Enhanced primitive support - redux

13 views
Skip to first unread message

Rich Hickey

unread,
Jun 25, 2010, 3:04:15 PM6/25/10
to clo...@googlegroups.com
equiv, the revenge of num

The latest revision of primitive support is in the equiv branch. It
takes the approach of num, with no auto-promotion, and bigint
contagion, and adds several things to better support contagion. I
think contagion is the best way to continue to support polymorphic
numeric code, something I consider important.

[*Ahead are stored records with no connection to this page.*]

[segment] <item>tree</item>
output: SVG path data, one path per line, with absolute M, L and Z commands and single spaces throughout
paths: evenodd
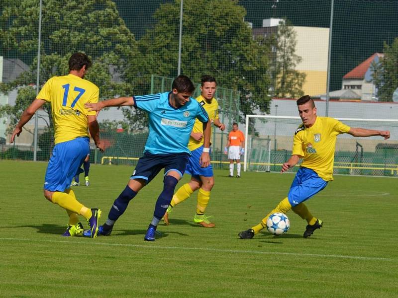
M 297 34 L 289 21 L 282 22 L 271 44 L 275 47 L 275 61 L 272 64 L 274 94 L 278 97 L 298 98 L 304 95 L 302 84 L 305 74 L 296 70 L 301 58 L 296 54 Z
M 398 86 L 398 38 L 391 46 L 384 43 L 384 57 L 378 64 L 373 63 L 373 81 L 380 101 L 392 101 L 393 93 Z
M 244 113 L 269 109 L 269 47 L 253 39 L 244 21 L 246 10 L 236 0 L 185 0 L 182 73 L 195 81 L 214 75 L 218 85 L 240 92 Z M 150 81 L 150 75 L 177 74 L 180 1 L 162 4 L 156 23 L 138 42 L 144 58 L 140 74 L 130 77 Z M 145 91 L 149 91 L 149 83 Z
M 0 44 L 3 50 L 0 55 L 12 52 L 21 57 L 36 57 L 38 5 L 36 0 L 22 0 L 2 6 Z M 67 74 L 69 57 L 81 51 L 93 62 L 85 78 L 100 87 L 101 98 L 132 94 L 134 85 L 123 82 L 123 79 L 127 62 L 137 54 L 137 45 L 111 0 L 43 1 L 41 41 L 40 86 L 51 76 Z M 0 107 L 0 116 L 10 117 L 9 129 L 35 97 L 37 57 L 29 60 L 26 62 L 30 71 L 14 81 L 0 84 L 0 91 L 3 92 L 19 89 L 14 107 Z M 43 106 L 51 115 L 50 105 Z M 48 129 L 51 132 L 52 126 L 49 117 Z

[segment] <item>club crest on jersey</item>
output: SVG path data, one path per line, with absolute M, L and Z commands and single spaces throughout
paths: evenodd
M 314 142 L 319 143 L 320 142 L 320 134 L 315 134 L 314 135 Z
M 312 144 L 311 143 L 308 143 L 305 147 L 306 147 L 305 151 L 307 153 L 316 153 L 316 150 L 312 148 Z

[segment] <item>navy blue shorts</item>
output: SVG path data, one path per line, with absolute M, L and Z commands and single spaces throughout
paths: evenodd
M 186 152 L 170 154 L 151 154 L 146 152 L 138 159 L 138 163 L 130 179 L 143 179 L 148 184 L 162 169 L 164 176 L 170 171 L 176 171 L 182 177 L 185 172 L 190 154 Z

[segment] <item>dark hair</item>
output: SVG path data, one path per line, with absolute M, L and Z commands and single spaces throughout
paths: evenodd
M 88 70 L 91 67 L 91 61 L 85 54 L 77 52 L 69 58 L 69 71 L 80 71 L 85 65 Z
M 216 85 L 217 85 L 217 81 L 215 80 L 215 78 L 208 74 L 203 74 L 202 75 L 201 77 L 200 77 L 200 81 L 201 82 L 201 85 L 202 87 L 203 87 L 203 85 L 206 82 L 214 82 Z
M 315 107 L 315 103 L 312 99 L 311 98 L 311 96 L 309 95 L 304 95 L 303 96 L 301 96 L 297 100 L 296 103 L 297 103 L 297 105 L 301 105 L 302 104 L 304 104 L 304 103 L 306 103 L 309 101 L 311 103 L 311 105 L 312 106 L 312 108 Z
M 194 86 L 191 79 L 183 74 L 179 75 L 174 79 L 171 87 L 172 89 L 177 89 L 178 92 L 187 92 L 192 93 L 195 90 L 195 86 Z

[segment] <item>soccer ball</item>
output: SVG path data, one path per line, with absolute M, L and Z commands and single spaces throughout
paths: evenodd
M 290 226 L 290 222 L 288 217 L 283 213 L 271 214 L 267 220 L 267 229 L 271 234 L 282 235 L 288 231 Z

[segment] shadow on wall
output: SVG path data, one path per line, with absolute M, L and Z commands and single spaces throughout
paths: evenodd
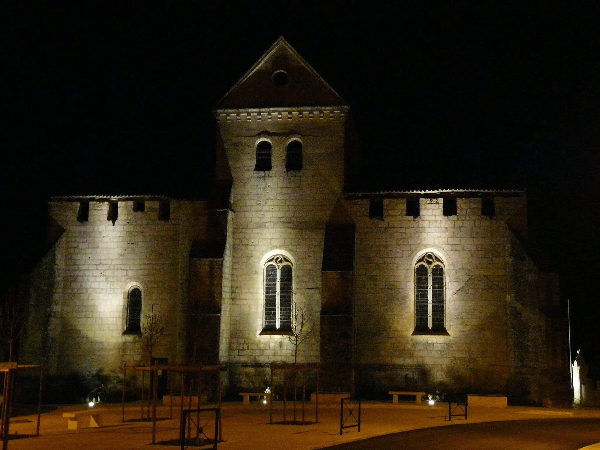
M 88 397 L 100 397 L 102 402 L 120 402 L 122 380 L 122 377 L 104 373 L 101 369 L 85 374 L 44 375 L 43 403 L 80 403 Z M 14 382 L 16 404 L 37 404 L 39 386 L 39 376 L 17 374 Z
M 357 391 L 363 398 L 389 400 L 389 391 L 422 391 L 432 386 L 429 368 L 422 364 L 360 364 Z
M 505 394 L 506 374 L 501 371 L 453 364 L 446 369 L 448 389 L 467 394 Z
M 239 401 L 242 398 L 238 395 L 241 392 L 264 392 L 267 388 L 276 399 L 283 398 L 283 371 L 276 370 L 273 373 L 273 383 L 271 385 L 271 368 L 268 364 L 230 364 L 228 367 L 229 387 L 224 399 Z M 293 398 L 293 374 L 287 371 L 286 391 L 288 399 Z M 296 390 L 298 398 L 302 398 L 302 372 L 298 371 Z M 306 398 L 310 398 L 310 394 L 316 388 L 316 373 L 314 370 L 306 372 Z

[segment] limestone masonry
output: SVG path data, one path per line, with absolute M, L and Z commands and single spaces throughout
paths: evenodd
M 269 364 L 295 356 L 320 364 L 322 391 L 547 404 L 569 387 L 558 276 L 529 250 L 523 191 L 354 191 L 350 111 L 283 38 L 214 116 L 206 199 L 51 200 L 58 237 L 32 275 L 23 362 L 56 376 L 147 364 L 154 311 L 153 356 L 220 362 L 232 392 L 264 389 Z

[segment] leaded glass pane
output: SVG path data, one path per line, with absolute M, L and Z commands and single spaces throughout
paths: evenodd
M 428 320 L 427 268 L 417 266 L 415 271 L 416 298 L 415 301 L 415 325 L 418 330 L 429 328 Z
M 439 264 L 431 268 L 431 329 L 444 329 L 444 269 Z
M 292 323 L 292 266 L 282 266 L 281 274 L 279 328 L 289 328 Z
M 127 302 L 127 331 L 134 332 L 141 329 L 142 291 L 134 287 L 129 292 Z
M 302 169 L 302 146 L 299 140 L 293 140 L 287 145 L 286 155 L 286 170 L 301 170 Z
M 256 165 L 255 170 L 270 170 L 271 169 L 271 153 L 272 148 L 271 143 L 262 140 L 256 146 Z
M 265 328 L 275 329 L 277 317 L 277 267 L 265 268 Z

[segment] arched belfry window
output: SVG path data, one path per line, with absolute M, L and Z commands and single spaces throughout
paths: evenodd
M 444 263 L 427 252 L 415 265 L 415 331 L 446 331 Z
M 261 140 L 256 146 L 256 171 L 265 171 L 271 169 L 271 155 L 273 147 L 268 140 Z
M 127 294 L 127 325 L 125 332 L 142 332 L 142 290 L 133 287 Z
M 286 150 L 286 170 L 302 169 L 302 145 L 299 140 L 294 139 L 287 144 Z
M 262 334 L 287 334 L 292 328 L 292 290 L 293 268 L 283 255 L 265 263 L 265 322 Z

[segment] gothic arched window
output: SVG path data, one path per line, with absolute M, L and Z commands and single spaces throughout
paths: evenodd
M 273 148 L 271 142 L 268 140 L 261 140 L 256 146 L 256 164 L 254 170 L 270 170 L 272 164 L 271 162 L 271 154 Z
M 127 294 L 127 326 L 128 333 L 142 332 L 142 290 L 133 287 Z
M 292 328 L 292 289 L 293 268 L 283 255 L 265 263 L 265 322 L 263 334 L 285 333 Z
M 286 170 L 302 169 L 302 145 L 299 140 L 294 140 L 287 144 L 286 151 Z
M 415 265 L 415 331 L 445 331 L 444 263 L 427 252 Z

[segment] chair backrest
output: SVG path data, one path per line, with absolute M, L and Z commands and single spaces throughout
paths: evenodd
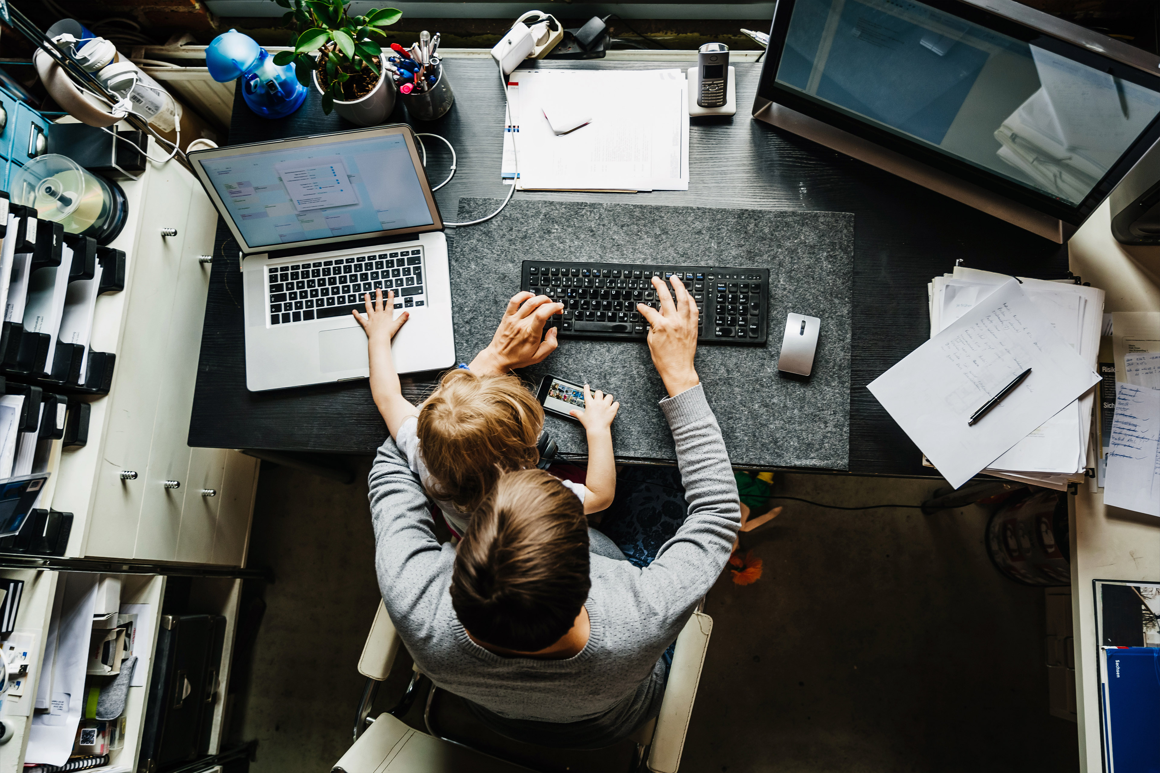
M 693 701 L 697 698 L 701 670 L 705 665 L 705 652 L 712 633 L 713 619 L 704 612 L 694 612 L 676 637 L 673 668 L 668 671 L 668 684 L 657 717 L 657 731 L 648 751 L 648 770 L 654 773 L 676 773 L 681 766 L 684 736 L 693 717 Z
M 332 773 L 529 773 L 529 768 L 433 738 L 380 714 Z
M 386 605 L 380 599 L 375 622 L 370 626 L 367 643 L 363 644 L 363 652 L 358 657 L 358 673 L 378 681 L 386 679 L 401 643 L 403 640 L 391 622 L 391 615 L 386 613 Z
M 651 735 L 647 764 L 653 773 L 676 773 L 681 765 L 684 737 L 712 629 L 713 620 L 708 614 L 694 612 L 689 618 L 676 637 L 660 715 L 641 728 L 639 737 L 635 738 L 646 745 L 650 738 L 644 736 Z M 386 614 L 386 607 L 379 603 L 362 657 L 358 658 L 360 673 L 379 681 L 386 679 L 399 646 L 399 634 Z M 648 734 L 653 724 L 655 730 Z M 334 766 L 334 771 L 345 773 L 517 773 L 527 770 L 412 730 L 390 714 L 375 720 Z

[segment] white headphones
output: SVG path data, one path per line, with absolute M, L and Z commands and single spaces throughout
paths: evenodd
M 88 48 L 85 46 L 86 50 Z M 81 123 L 89 126 L 111 126 L 129 115 L 124 110 L 111 110 L 95 96 L 80 90 L 60 65 L 44 51 L 37 49 L 32 52 L 32 65 L 49 95 L 65 112 Z

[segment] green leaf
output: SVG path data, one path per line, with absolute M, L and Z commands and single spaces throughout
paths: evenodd
M 377 56 L 377 54 L 376 54 L 376 56 Z M 367 57 L 363 57 L 363 58 L 362 58 L 362 60 L 363 60 L 364 63 L 367 63 L 367 66 L 368 66 L 368 67 L 370 67 L 370 71 L 371 71 L 372 73 L 375 73 L 375 78 L 378 78 L 378 76 L 379 76 L 379 73 L 378 73 L 378 67 L 376 67 L 376 66 L 375 66 L 375 63 L 374 63 L 374 61 L 371 61 L 371 60 L 370 60 L 369 58 L 367 58 Z
M 390 27 L 400 19 L 403 19 L 403 12 L 398 8 L 379 8 L 367 16 L 372 27 Z
M 364 61 L 368 61 L 368 64 L 371 57 L 383 56 L 383 49 L 378 48 L 374 43 L 363 43 L 360 41 L 355 44 L 355 48 L 358 50 L 358 56 L 362 57 Z M 375 71 L 375 74 L 378 74 L 377 70 Z
M 353 59 L 355 56 L 355 42 L 347 32 L 340 29 L 332 29 L 331 37 L 334 42 L 339 44 L 339 50 L 347 54 L 347 59 Z
M 304 51 L 317 51 L 329 39 L 331 32 L 316 27 L 298 36 L 298 43 L 295 44 L 293 50 L 299 53 Z
M 314 74 L 314 65 L 312 63 L 304 63 L 300 58 L 293 60 L 293 74 L 298 78 L 298 82 L 305 87 L 311 85 L 311 75 Z

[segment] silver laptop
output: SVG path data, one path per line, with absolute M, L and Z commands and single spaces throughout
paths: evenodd
M 399 373 L 455 364 L 443 220 L 409 126 L 189 161 L 241 248 L 251 391 L 367 378 L 367 334 L 350 309 L 376 289 L 411 313 L 392 345 Z

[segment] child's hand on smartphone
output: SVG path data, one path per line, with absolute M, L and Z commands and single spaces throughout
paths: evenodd
M 609 429 L 616 418 L 616 411 L 621 409 L 621 403 L 612 402 L 612 395 L 604 394 L 600 389 L 593 394 L 587 384 L 583 385 L 583 410 L 573 408 L 568 415 L 583 424 L 585 430 L 589 432 Z
M 382 290 L 375 291 L 374 301 L 371 301 L 370 293 L 364 293 L 363 298 L 367 301 L 367 314 L 360 314 L 357 309 L 351 309 L 350 313 L 358 320 L 358 324 L 367 331 L 367 337 L 372 344 L 376 341 L 390 344 L 394 334 L 411 318 L 411 312 L 394 315 L 393 290 L 387 291 L 386 300 L 383 299 Z

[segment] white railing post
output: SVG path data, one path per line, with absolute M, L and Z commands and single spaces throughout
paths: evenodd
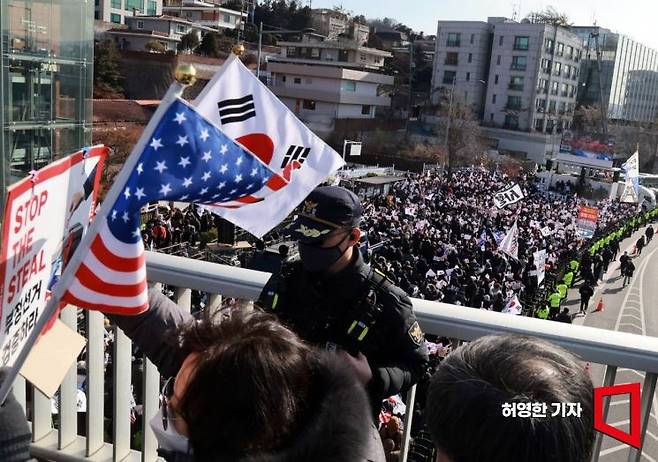
M 407 392 L 407 412 L 404 414 L 404 434 L 402 435 L 402 444 L 400 444 L 400 462 L 406 462 L 409 456 L 409 445 L 411 444 L 411 425 L 414 420 L 414 406 L 416 403 L 416 385 L 411 387 Z
M 103 447 L 105 416 L 105 327 L 103 314 L 87 316 L 87 457 Z
M 60 320 L 73 330 L 78 328 L 78 311 L 74 306 L 67 306 L 60 314 Z M 57 447 L 65 448 L 78 434 L 78 364 L 73 363 L 59 387 L 59 438 Z
M 119 462 L 130 452 L 130 383 L 131 342 L 118 327 L 114 330 L 114 408 L 112 435 L 114 451 L 112 460 Z

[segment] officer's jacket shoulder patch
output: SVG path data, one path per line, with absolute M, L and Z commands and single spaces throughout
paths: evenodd
M 423 335 L 423 331 L 420 328 L 420 325 L 418 324 L 418 321 L 415 321 L 411 325 L 407 333 L 409 334 L 409 337 L 416 345 L 418 346 L 422 345 L 424 340 L 424 335 Z

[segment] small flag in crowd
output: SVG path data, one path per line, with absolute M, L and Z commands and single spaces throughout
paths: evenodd
M 236 55 L 226 60 L 194 104 L 204 117 L 285 179 L 253 192 L 254 198 L 274 193 L 267 202 L 206 207 L 257 237 L 283 221 L 344 165 L 341 156 L 300 122 Z
M 503 188 L 500 191 L 498 191 L 496 194 L 494 194 L 493 199 L 494 199 L 494 204 L 496 204 L 496 207 L 502 209 L 507 207 L 508 205 L 516 204 L 524 197 L 525 195 L 523 194 L 523 190 L 521 189 L 521 186 L 519 186 L 518 183 L 514 183 L 511 186 L 508 186 L 507 188 Z
M 147 140 L 114 203 L 104 203 L 98 233 L 63 300 L 106 313 L 148 307 L 140 209 L 157 200 L 240 201 L 275 175 L 260 159 L 175 98 Z M 86 249 L 78 249 L 85 251 Z M 69 270 L 69 268 L 67 268 Z
M 498 250 L 512 258 L 519 258 L 519 228 L 516 225 L 516 221 L 498 245 Z
M 521 314 L 522 311 L 523 307 L 521 306 L 521 302 L 519 302 L 519 297 L 514 295 L 507 300 L 507 304 L 505 305 L 505 308 L 503 308 L 502 313 Z

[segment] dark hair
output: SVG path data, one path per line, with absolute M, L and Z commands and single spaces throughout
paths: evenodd
M 544 340 L 486 336 L 441 363 L 427 422 L 452 462 L 585 462 L 594 443 L 592 381 L 577 358 Z M 546 417 L 504 417 L 504 403 L 546 403 Z M 580 403 L 580 417 L 551 417 L 551 403 Z
M 236 309 L 182 332 L 201 353 L 180 400 L 197 461 L 237 460 L 285 445 L 305 412 L 315 355 L 275 317 Z

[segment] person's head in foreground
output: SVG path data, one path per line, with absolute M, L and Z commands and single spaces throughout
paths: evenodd
M 427 422 L 440 462 L 585 462 L 594 443 L 592 395 L 588 373 L 563 348 L 486 336 L 441 363 L 428 391 Z M 505 417 L 505 403 L 545 403 L 546 417 Z M 553 403 L 580 403 L 580 417 L 551 417 Z
M 181 338 L 163 417 L 196 462 L 365 459 L 368 398 L 335 355 L 258 310 L 206 318 Z

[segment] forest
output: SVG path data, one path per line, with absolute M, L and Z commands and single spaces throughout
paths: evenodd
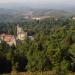
M 0 33 L 16 36 L 17 24 L 24 31 L 34 32 L 34 40 L 26 38 L 16 47 L 0 43 L 1 74 L 53 71 L 54 75 L 68 75 L 75 72 L 75 20 L 50 18 L 0 23 Z

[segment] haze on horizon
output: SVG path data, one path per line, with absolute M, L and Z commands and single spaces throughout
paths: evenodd
M 0 7 L 75 8 L 75 0 L 0 0 Z

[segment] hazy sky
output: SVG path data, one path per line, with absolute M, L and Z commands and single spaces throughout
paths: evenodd
M 11 4 L 11 3 L 25 3 L 28 6 L 37 7 L 73 7 L 75 6 L 75 0 L 0 0 L 0 4 Z
M 0 0 L 0 3 L 20 3 L 20 2 L 31 2 L 31 3 L 65 3 L 74 4 L 75 0 Z

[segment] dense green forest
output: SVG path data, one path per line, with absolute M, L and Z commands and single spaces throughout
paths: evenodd
M 16 47 L 0 44 L 0 73 L 55 71 L 56 75 L 75 72 L 75 20 L 44 19 L 20 23 L 0 23 L 1 32 L 16 35 L 16 25 L 24 31 L 33 31 Z

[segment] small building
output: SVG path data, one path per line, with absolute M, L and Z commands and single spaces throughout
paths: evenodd
M 1 34 L 0 39 L 10 46 L 16 46 L 16 38 L 13 35 Z
M 17 40 L 25 40 L 25 38 L 27 37 L 27 32 L 24 32 L 23 29 L 19 26 L 17 26 Z
M 30 40 L 34 40 L 34 32 L 32 31 L 27 32 L 27 36 Z

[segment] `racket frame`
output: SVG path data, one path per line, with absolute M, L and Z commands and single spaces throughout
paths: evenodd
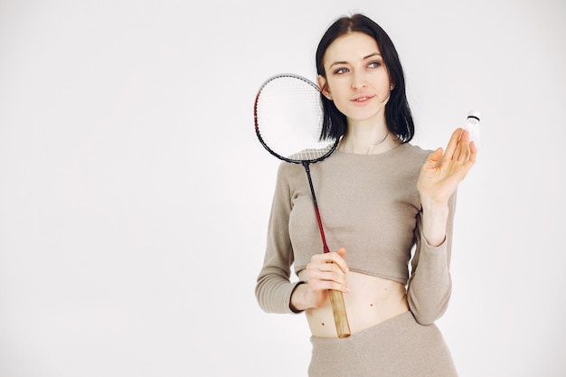
M 254 125 L 255 125 L 256 136 L 258 137 L 258 139 L 259 140 L 259 143 L 261 143 L 263 147 L 268 152 L 269 152 L 272 156 L 274 156 L 275 157 L 278 158 L 279 160 L 288 162 L 288 163 L 302 165 L 305 167 L 305 171 L 307 172 L 307 177 L 308 179 L 308 185 L 310 187 L 311 196 L 312 196 L 312 199 L 313 199 L 313 204 L 314 204 L 314 207 L 315 207 L 315 212 L 316 214 L 316 221 L 318 222 L 318 230 L 319 230 L 320 237 L 321 237 L 322 243 L 323 243 L 323 251 L 325 253 L 327 253 L 327 252 L 330 252 L 330 250 L 328 249 L 328 245 L 326 244 L 326 237 L 325 236 L 325 231 L 324 231 L 324 227 L 323 227 L 323 224 L 322 224 L 322 219 L 320 217 L 320 212 L 318 211 L 318 203 L 316 203 L 316 195 L 315 194 L 315 188 L 313 186 L 313 181 L 312 181 L 311 174 L 310 174 L 310 164 L 315 164 L 315 163 L 323 161 L 324 159 L 328 157 L 330 155 L 332 155 L 335 152 L 335 150 L 336 149 L 336 147 L 338 146 L 338 143 L 339 143 L 340 139 L 335 140 L 334 145 L 332 145 L 330 149 L 328 149 L 328 151 L 326 153 L 325 153 L 323 156 L 321 156 L 319 157 L 316 157 L 316 158 L 312 158 L 312 159 L 305 159 L 305 160 L 293 159 L 293 158 L 289 158 L 289 157 L 281 156 L 281 155 L 276 153 L 275 151 L 273 151 L 266 144 L 266 142 L 264 141 L 263 137 L 261 137 L 261 133 L 259 131 L 259 121 L 258 121 L 258 103 L 259 101 L 259 98 L 261 96 L 261 90 L 263 90 L 263 88 L 266 85 L 268 85 L 269 82 L 271 82 L 272 80 L 276 80 L 278 78 L 281 78 L 281 77 L 287 77 L 287 78 L 293 78 L 293 79 L 300 80 L 307 83 L 308 85 L 312 86 L 316 90 L 316 92 L 320 94 L 320 90 L 318 89 L 318 86 L 316 86 L 315 83 L 313 83 L 308 79 L 306 79 L 306 78 L 304 78 L 302 76 L 299 76 L 299 75 L 297 75 L 297 74 L 293 74 L 293 73 L 281 73 L 281 74 L 271 76 L 270 78 L 269 78 L 268 80 L 266 80 L 263 82 L 263 84 L 259 88 L 259 90 L 258 91 L 258 94 L 256 95 L 256 99 L 255 99 L 254 107 L 253 107 Z M 321 139 L 322 139 L 322 135 L 321 135 Z M 332 306 L 332 312 L 333 312 L 333 316 L 334 316 L 334 319 L 335 319 L 335 325 L 336 326 L 336 333 L 338 335 L 338 338 L 340 338 L 340 339 L 346 338 L 346 337 L 350 336 L 351 331 L 350 331 L 350 325 L 348 324 L 348 317 L 347 317 L 347 315 L 346 315 L 345 304 L 344 302 L 344 295 L 342 294 L 342 291 L 334 290 L 334 289 L 329 289 L 328 290 L 328 295 L 329 295 L 329 297 L 330 297 L 330 304 L 331 304 L 331 306 Z

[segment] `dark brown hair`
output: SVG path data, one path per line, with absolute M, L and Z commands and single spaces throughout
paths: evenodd
M 328 46 L 338 37 L 351 33 L 363 33 L 373 38 L 382 52 L 391 82 L 395 85 L 391 98 L 385 105 L 385 120 L 389 130 L 397 135 L 403 143 L 410 141 L 415 126 L 405 92 L 405 78 L 397 50 L 391 38 L 380 25 L 360 14 L 337 19 L 326 30 L 316 49 L 316 72 L 326 77 L 323 59 Z M 340 138 L 347 129 L 346 117 L 338 110 L 335 103 L 321 93 L 325 114 L 322 137 Z

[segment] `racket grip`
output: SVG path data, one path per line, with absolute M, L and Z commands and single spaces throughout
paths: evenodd
M 344 304 L 344 296 L 341 291 L 334 289 L 328 290 L 328 295 L 330 296 L 330 305 L 332 306 L 338 337 L 340 339 L 347 338 L 351 333 L 346 316 L 346 306 Z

Contagion has several issues. First and foremost, it means that it it
will be possible for 42 and 42N to be produced in the course of normal
operations, so strict type-specific equality is not a good match. The
equiv branch brings back equivalence-based =, with a slightly tighter
notion of =, supporting only similar categories of numbers, so (= 42
42.0) => false, but (= 42 42N) => true. == is still available.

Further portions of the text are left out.